When he walked back the way he came, he found some clothing abandoned near the waterfall.
” He’s talking about the local suicide spot, but I’m still not sure why he is telling me this.
Or maybe I just don’t want to know.
“Do you recognize this?” he asks, showing me a picture on his phone of a pale gray sweater covered in stars.
“It’s Eden’s.” My reply is so quiet I’m surprised he hears it.
“You’re sure?”
“Yes. I bought it for her.”
“It was found by the cliffs on the coast path,” he says, then pauses as though waiting for me to fill in the gaps.
I don’t want to. An uncomfortable silence parks itself between us like a no-man’s-land of unspoken words.
Then he stares at me, and I stare at him, both trying to process the things we think but don’t say. I blink first.
“Are you saying that my wife has committed suicide?”
“No. We can’t be sure of anything yet,” he tells me, but his face says something different. “We know that your property was broken into and that her car was stolen last night—”
“By that woman pretending to be Eden. Have you found her? Have you found the car?”
“No.”
“This must be a mistake. My wife was here last night—” I start to say, then I begin to frantically search for Eden.
I leave the kitchen without a word of explanation and look in every room downstairs.

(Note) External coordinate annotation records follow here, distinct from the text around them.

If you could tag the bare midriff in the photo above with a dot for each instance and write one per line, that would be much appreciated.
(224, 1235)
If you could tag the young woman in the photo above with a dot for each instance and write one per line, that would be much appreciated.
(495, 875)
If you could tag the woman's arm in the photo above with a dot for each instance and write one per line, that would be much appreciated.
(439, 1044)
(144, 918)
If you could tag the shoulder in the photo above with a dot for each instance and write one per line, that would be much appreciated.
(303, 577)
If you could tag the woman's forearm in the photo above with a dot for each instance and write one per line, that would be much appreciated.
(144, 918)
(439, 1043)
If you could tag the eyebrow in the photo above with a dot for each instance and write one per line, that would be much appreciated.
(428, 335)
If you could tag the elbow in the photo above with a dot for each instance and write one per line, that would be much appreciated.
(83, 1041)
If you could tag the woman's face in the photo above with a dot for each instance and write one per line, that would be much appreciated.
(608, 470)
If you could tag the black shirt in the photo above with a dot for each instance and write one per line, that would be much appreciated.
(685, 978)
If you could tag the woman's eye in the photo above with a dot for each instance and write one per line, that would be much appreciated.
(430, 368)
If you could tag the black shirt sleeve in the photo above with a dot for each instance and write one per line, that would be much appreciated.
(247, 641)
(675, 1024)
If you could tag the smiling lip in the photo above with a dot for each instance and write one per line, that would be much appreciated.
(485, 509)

When I don’t find her there, I run upstairs and do the same.
I end my search in our bedroom, where her side of the bed has clearly not been slept in.
I snatch my mobile phone from the bedside table, impatiently stab the screen with my finger, find my recent calls, and dial Eden.
I experience a full range of emotions in the next few seconds when I hear a phone ringing in the distance.
I follow the sound, running so fast down the old stairs I almost fall—the top step is bigger than the rest and a terrible trip hazard.
I hurry back into the kitchen where the police officer is waiting.
The ringing has stopped so I dial my wife’s number again.
The sound is definitely coming from this room.
I trace it to a kitchen drawer next to where the boy cop is standing.
I yank the drawer open, and there, right at the back, is Eden’s phone. What a strange place for it to be.
The unspoken question is too loud now.
“Is my wife dead?” I ask.
“It’s too early to—”
“I am bullshit intolerant, so please don’t. Is my wife dead?”
“I’m very sorry. I think she might be.”